In Britain, they're called Pound Stores; in Poland, A Zloty or More. Whatever the country or currency, the idea of getting something for only a dollar has had thrifty consumers dashing to dollar stores since they first opened in the early 1990s.

"Almost 77 per cent of Canadian households shopped at a dollar store in the past year," according to a 2006 Nielsen survey. The survey also revealed that customers spend, on average, about $10 per trip.

The beauty of the dollar store is buying power: You get a lot for a little. "I can stock up on tons of household and garage items, like plastic organizers for nails and spatulas, for next to nothing," says London, Ont., resident Rex Santos.

But quantity doesn't ensure quality, and it's buyer beware at dollar stores. "I don't buy anything that I plan on keeping for very long," says Melanie Hickingbottom, another London, Ont., resident.

To help you decipher deal from dud, we've compared prices and questioned dollar-store shoppers to understand this loonie-inspired phenomenon.

Go big or ...
In Canada, Dollarama is the largest dollar-store chain with over 603 locations. When you step into a Dollarama, you'll notice there are no prices listed on most of the items: that means it costs $1. When you do see a price, that means it's more than a dollar.
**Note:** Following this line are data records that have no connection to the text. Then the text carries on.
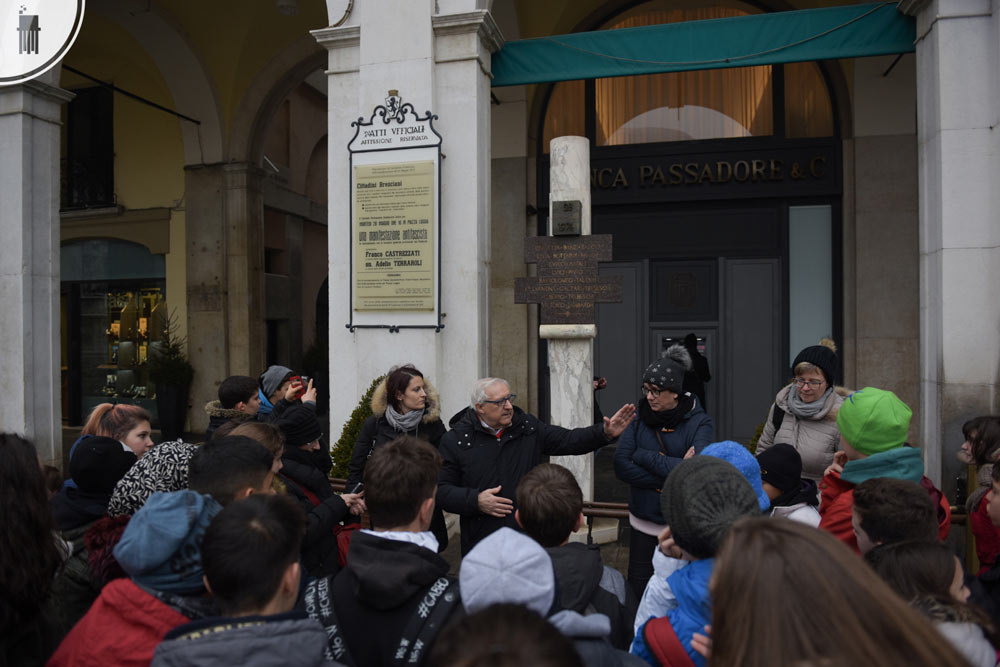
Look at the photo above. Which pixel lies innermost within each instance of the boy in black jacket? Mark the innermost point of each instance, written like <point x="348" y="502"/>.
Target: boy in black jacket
<point x="550" y="508"/>
<point x="389" y="602"/>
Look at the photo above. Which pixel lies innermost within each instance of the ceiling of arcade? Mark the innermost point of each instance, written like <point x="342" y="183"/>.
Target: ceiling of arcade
<point x="198" y="58"/>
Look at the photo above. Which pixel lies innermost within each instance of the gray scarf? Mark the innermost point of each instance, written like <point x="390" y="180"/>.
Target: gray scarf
<point x="804" y="410"/>
<point x="404" y="423"/>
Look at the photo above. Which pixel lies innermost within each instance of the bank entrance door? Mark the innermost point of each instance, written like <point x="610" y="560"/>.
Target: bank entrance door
<point x="732" y="305"/>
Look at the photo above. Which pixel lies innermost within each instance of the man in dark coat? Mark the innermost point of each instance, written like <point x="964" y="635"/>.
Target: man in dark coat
<point x="493" y="444"/>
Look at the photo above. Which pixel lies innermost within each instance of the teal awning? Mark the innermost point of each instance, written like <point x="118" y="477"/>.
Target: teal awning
<point x="852" y="31"/>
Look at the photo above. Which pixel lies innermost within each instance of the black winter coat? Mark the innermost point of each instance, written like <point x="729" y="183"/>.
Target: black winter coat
<point x="301" y="471"/>
<point x="643" y="464"/>
<point x="476" y="460"/>
<point x="377" y="595"/>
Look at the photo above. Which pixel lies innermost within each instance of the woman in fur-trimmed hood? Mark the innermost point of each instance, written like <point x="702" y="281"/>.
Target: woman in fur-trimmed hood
<point x="804" y="413"/>
<point x="404" y="403"/>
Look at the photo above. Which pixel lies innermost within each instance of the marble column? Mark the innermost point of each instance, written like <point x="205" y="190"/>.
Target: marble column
<point x="30" y="360"/>
<point x="225" y="278"/>
<point x="957" y="102"/>
<point x="571" y="346"/>
<point x="438" y="62"/>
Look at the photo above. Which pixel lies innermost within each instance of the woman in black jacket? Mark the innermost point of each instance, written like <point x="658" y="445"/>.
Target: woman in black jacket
<point x="404" y="403"/>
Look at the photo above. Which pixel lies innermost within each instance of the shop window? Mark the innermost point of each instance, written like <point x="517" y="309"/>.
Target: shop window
<point x="114" y="312"/>
<point x="808" y="111"/>
<point x="87" y="165"/>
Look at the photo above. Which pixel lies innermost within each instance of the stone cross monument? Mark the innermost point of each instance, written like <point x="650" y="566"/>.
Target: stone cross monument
<point x="568" y="287"/>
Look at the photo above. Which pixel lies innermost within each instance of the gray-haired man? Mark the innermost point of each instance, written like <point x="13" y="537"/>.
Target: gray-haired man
<point x="490" y="447"/>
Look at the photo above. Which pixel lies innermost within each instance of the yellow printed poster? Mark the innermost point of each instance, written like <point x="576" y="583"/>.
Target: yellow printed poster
<point x="393" y="236"/>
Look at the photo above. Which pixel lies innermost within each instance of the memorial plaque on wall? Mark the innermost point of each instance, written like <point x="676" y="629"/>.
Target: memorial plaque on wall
<point x="395" y="219"/>
<point x="568" y="285"/>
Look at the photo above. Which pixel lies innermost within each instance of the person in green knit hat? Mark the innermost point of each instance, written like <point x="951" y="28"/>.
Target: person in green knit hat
<point x="873" y="424"/>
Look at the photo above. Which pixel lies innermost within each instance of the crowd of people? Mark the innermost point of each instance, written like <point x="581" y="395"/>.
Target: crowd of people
<point x="824" y="547"/>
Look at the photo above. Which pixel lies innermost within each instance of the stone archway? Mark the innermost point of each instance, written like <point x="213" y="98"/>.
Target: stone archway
<point x="193" y="92"/>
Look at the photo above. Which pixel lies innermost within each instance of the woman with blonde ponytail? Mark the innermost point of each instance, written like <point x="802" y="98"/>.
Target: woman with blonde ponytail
<point x="128" y="424"/>
<point x="804" y="413"/>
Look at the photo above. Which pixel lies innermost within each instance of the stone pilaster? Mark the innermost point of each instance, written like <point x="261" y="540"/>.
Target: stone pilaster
<point x="225" y="278"/>
<point x="30" y="366"/>
<point x="957" y="102"/>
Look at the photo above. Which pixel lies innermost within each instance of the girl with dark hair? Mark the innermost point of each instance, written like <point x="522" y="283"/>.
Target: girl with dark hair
<point x="929" y="577"/>
<point x="981" y="449"/>
<point x="833" y="609"/>
<point x="404" y="403"/>
<point x="29" y="555"/>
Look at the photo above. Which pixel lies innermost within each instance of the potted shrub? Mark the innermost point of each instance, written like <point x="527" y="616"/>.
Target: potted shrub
<point x="172" y="373"/>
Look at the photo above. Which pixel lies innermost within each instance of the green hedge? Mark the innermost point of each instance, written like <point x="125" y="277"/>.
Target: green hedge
<point x="344" y="447"/>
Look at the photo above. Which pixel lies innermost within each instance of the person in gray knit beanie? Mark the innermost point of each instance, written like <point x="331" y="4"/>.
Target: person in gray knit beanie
<point x="701" y="499"/>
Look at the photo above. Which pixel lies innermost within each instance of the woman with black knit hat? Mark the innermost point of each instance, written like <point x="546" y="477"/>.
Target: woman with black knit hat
<point x="672" y="426"/>
<point x="403" y="403"/>
<point x="804" y="413"/>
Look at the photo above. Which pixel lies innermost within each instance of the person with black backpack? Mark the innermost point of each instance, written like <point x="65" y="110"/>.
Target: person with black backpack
<point x="389" y="602"/>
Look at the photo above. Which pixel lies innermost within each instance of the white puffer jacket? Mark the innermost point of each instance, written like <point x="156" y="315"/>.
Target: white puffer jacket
<point x="816" y="439"/>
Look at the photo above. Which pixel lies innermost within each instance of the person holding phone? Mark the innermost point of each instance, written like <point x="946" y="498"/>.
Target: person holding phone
<point x="404" y="403"/>
<point x="279" y="388"/>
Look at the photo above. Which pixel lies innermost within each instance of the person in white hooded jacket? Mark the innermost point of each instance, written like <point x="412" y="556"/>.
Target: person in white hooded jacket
<point x="508" y="566"/>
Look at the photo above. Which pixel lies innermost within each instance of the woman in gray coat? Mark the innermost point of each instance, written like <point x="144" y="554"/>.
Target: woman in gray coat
<point x="804" y="413"/>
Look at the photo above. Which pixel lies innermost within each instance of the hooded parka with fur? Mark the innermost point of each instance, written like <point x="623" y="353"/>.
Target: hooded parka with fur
<point x="377" y="431"/>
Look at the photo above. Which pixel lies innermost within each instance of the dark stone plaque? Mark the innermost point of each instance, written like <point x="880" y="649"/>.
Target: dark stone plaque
<point x="567" y="218"/>
<point x="568" y="284"/>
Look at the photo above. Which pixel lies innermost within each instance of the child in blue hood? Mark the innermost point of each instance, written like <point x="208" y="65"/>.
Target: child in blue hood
<point x="701" y="499"/>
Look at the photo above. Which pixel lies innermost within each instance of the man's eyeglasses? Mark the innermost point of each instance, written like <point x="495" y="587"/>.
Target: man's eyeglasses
<point x="500" y="401"/>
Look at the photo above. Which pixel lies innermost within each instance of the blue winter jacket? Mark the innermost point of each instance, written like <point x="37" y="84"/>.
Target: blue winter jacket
<point x="644" y="465"/>
<point x="692" y="612"/>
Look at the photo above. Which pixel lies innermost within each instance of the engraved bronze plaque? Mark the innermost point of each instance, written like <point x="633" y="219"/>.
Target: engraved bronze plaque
<point x="567" y="218"/>
<point x="568" y="285"/>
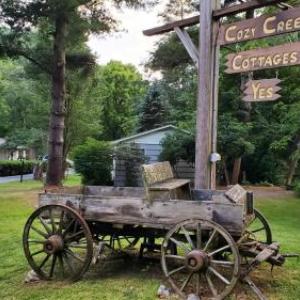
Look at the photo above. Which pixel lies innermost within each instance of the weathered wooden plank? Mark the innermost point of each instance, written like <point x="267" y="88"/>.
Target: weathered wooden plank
<point x="159" y="214"/>
<point x="157" y="172"/>
<point x="262" y="90"/>
<point x="170" y="26"/>
<point x="264" y="58"/>
<point x="234" y="9"/>
<point x="239" y="8"/>
<point x="169" y="185"/>
<point x="261" y="27"/>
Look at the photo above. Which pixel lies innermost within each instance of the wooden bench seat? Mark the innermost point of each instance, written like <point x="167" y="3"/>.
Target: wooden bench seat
<point x="170" y="184"/>
<point x="160" y="183"/>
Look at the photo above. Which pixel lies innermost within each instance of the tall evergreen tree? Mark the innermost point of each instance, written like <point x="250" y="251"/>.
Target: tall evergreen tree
<point x="66" y="20"/>
<point x="153" y="111"/>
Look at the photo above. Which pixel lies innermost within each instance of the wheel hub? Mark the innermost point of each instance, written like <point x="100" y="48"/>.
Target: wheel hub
<point x="54" y="244"/>
<point x="196" y="260"/>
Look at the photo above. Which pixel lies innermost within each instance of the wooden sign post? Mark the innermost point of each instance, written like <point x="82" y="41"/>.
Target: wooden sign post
<point x="261" y="27"/>
<point x="207" y="60"/>
<point x="207" y="96"/>
<point x="262" y="90"/>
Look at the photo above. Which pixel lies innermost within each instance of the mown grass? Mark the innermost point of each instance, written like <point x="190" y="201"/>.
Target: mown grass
<point x="130" y="280"/>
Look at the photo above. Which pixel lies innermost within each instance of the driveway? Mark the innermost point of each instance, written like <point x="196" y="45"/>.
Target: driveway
<point x="15" y="178"/>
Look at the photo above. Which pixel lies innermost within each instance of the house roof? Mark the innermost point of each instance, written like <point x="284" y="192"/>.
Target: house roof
<point x="145" y="133"/>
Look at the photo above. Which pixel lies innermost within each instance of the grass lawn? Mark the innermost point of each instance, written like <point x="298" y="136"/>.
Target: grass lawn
<point x="131" y="280"/>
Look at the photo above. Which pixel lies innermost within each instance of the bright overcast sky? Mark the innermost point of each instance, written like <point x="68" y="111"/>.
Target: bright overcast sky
<point x="130" y="46"/>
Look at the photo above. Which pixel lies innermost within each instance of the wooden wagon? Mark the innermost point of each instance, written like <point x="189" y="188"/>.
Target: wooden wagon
<point x="204" y="239"/>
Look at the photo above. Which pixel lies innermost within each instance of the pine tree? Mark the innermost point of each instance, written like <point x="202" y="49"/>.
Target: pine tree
<point x="66" y="21"/>
<point x="153" y="111"/>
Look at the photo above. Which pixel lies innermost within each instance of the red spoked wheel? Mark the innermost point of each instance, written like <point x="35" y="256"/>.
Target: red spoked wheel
<point x="58" y="243"/>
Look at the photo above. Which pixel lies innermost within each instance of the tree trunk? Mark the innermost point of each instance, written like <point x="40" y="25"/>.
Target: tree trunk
<point x="227" y="178"/>
<point x="57" y="118"/>
<point x="293" y="164"/>
<point x="236" y="170"/>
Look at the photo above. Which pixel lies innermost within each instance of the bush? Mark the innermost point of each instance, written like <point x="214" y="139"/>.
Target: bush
<point x="16" y="167"/>
<point x="93" y="161"/>
<point x="297" y="188"/>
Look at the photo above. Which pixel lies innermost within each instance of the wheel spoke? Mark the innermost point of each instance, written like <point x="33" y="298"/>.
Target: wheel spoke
<point x="222" y="263"/>
<point x="219" y="250"/>
<point x="52" y="266"/>
<point x="69" y="263"/>
<point x="38" y="231"/>
<point x="35" y="241"/>
<point x="198" y="283"/>
<point x="61" y="263"/>
<point x="180" y="244"/>
<point x="258" y="230"/>
<point x="176" y="270"/>
<point x="178" y="257"/>
<point x="187" y="236"/>
<point x="52" y="220"/>
<point x="68" y="227"/>
<point x="210" y="240"/>
<point x="61" y="220"/>
<point x="186" y="282"/>
<point x="48" y="229"/>
<point x="77" y="246"/>
<point x="220" y="276"/>
<point x="199" y="236"/>
<point x="211" y="285"/>
<point x="44" y="261"/>
<point x="75" y="255"/>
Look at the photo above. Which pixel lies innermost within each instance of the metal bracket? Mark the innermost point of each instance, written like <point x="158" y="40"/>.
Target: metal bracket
<point x="254" y="288"/>
<point x="188" y="44"/>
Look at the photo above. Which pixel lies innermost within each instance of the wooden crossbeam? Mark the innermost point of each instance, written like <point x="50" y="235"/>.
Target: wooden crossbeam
<point x="170" y="26"/>
<point x="239" y="8"/>
<point x="231" y="10"/>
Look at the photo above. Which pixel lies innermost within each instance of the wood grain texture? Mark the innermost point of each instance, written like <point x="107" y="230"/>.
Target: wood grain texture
<point x="262" y="90"/>
<point x="261" y="27"/>
<point x="264" y="58"/>
<point x="159" y="214"/>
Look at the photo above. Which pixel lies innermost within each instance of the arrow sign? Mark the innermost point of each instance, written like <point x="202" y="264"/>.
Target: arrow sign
<point x="262" y="90"/>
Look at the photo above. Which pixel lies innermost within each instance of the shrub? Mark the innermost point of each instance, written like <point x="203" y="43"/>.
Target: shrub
<point x="297" y="188"/>
<point x="129" y="158"/>
<point x="16" y="167"/>
<point x="93" y="161"/>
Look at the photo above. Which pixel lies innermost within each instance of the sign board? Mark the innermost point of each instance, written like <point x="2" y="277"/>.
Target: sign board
<point x="261" y="27"/>
<point x="262" y="90"/>
<point x="264" y="58"/>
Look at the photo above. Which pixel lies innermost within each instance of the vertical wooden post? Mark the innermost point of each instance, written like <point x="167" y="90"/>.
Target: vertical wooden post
<point x="206" y="106"/>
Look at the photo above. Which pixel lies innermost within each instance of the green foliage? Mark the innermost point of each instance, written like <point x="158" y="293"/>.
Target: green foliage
<point x="93" y="160"/>
<point x="121" y="88"/>
<point x="153" y="113"/>
<point x="297" y="188"/>
<point x="16" y="167"/>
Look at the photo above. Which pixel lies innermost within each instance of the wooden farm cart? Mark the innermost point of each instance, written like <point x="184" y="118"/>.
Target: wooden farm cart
<point x="206" y="246"/>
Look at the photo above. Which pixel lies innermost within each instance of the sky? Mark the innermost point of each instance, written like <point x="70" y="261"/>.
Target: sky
<point x="129" y="46"/>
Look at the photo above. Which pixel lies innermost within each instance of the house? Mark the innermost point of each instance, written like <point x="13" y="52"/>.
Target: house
<point x="149" y="144"/>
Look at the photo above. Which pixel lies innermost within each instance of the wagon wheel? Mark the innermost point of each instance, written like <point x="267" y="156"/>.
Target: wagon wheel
<point x="58" y="243"/>
<point x="259" y="229"/>
<point x="207" y="262"/>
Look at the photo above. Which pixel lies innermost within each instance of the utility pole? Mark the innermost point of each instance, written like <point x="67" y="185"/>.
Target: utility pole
<point x="205" y="170"/>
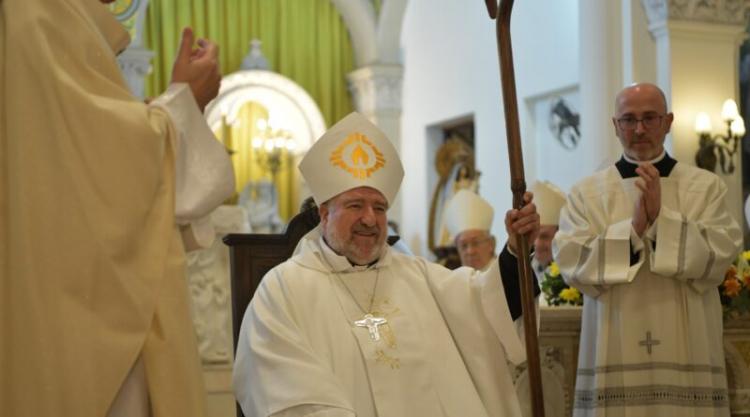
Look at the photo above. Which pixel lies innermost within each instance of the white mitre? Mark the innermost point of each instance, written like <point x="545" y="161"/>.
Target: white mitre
<point x="352" y="153"/>
<point x="466" y="210"/>
<point x="549" y="200"/>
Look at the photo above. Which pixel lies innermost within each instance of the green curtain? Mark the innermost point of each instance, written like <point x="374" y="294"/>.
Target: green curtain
<point x="305" y="40"/>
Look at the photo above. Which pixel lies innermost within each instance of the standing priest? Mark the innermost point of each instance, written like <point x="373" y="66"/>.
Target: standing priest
<point x="349" y="327"/>
<point x="468" y="219"/>
<point x="96" y="189"/>
<point x="647" y="241"/>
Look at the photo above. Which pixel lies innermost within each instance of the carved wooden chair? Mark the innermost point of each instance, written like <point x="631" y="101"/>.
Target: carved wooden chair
<point x="251" y="256"/>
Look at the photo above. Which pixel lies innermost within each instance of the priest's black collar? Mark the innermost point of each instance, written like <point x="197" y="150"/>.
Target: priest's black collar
<point x="664" y="163"/>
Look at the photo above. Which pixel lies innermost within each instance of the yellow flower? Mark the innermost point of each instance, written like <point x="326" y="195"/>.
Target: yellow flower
<point x="731" y="273"/>
<point x="732" y="287"/>
<point x="554" y="270"/>
<point x="570" y="295"/>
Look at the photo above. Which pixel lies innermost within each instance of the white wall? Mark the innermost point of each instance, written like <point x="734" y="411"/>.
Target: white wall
<point x="451" y="71"/>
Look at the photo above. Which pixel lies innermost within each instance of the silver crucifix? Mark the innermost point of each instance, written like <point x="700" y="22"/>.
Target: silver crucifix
<point x="372" y="323"/>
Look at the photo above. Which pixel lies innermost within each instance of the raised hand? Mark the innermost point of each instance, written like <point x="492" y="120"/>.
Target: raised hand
<point x="198" y="67"/>
<point x="649" y="204"/>
<point x="522" y="222"/>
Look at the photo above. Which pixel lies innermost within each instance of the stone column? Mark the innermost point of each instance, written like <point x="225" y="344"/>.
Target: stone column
<point x="135" y="61"/>
<point x="376" y="90"/>
<point x="601" y="78"/>
<point x="697" y="53"/>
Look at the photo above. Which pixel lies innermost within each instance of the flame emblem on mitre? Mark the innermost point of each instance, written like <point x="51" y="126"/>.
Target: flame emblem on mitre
<point x="358" y="156"/>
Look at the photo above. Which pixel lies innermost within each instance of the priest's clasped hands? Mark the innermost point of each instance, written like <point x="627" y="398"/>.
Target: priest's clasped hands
<point x="198" y="67"/>
<point x="648" y="205"/>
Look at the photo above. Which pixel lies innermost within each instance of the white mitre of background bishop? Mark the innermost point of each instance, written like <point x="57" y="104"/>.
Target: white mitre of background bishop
<point x="352" y="153"/>
<point x="549" y="200"/>
<point x="466" y="210"/>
Often the size of a warehouse, these dollar stores have a larger selection. "The small ones seem to have more knick knacks, they're not as purposeful," says Hickingbottom, who only shops at dollar stores for gift wrap and Christmas stocking stuffers.

Some dollar stores specialize their merchandise: for example, Buck or Two offers mostly party items such as paper plates, gift wrap and streamers. Great Canadian Dollar Store and Your Dollar Store With More offer more items over $1, such as four steak knives for $1.25 or a kitchen whisk for the same price.

The size is also good for more than just selection. Large stores buy from a central supplier that ensures quality checks on all their merchandise.

The problems arise when smaller dollar stores, or store managers, outsource their products from various suppliers without knowing the products' backgrounds. That's not to say a large company won't have unsafe products, it's just less likely, says one counterfeit lawyer.

When Lorne Lipkus, a Toronto lawyer who specializes in anti-counterfeit, turned over a battery recharger only to find the word Sony missing part of the letter Y, he knew it was a fake. "The problem with these counterfeits is that they don't have quality control. I've pulled out toys from dollar stores that are made of dangerous materials," he says.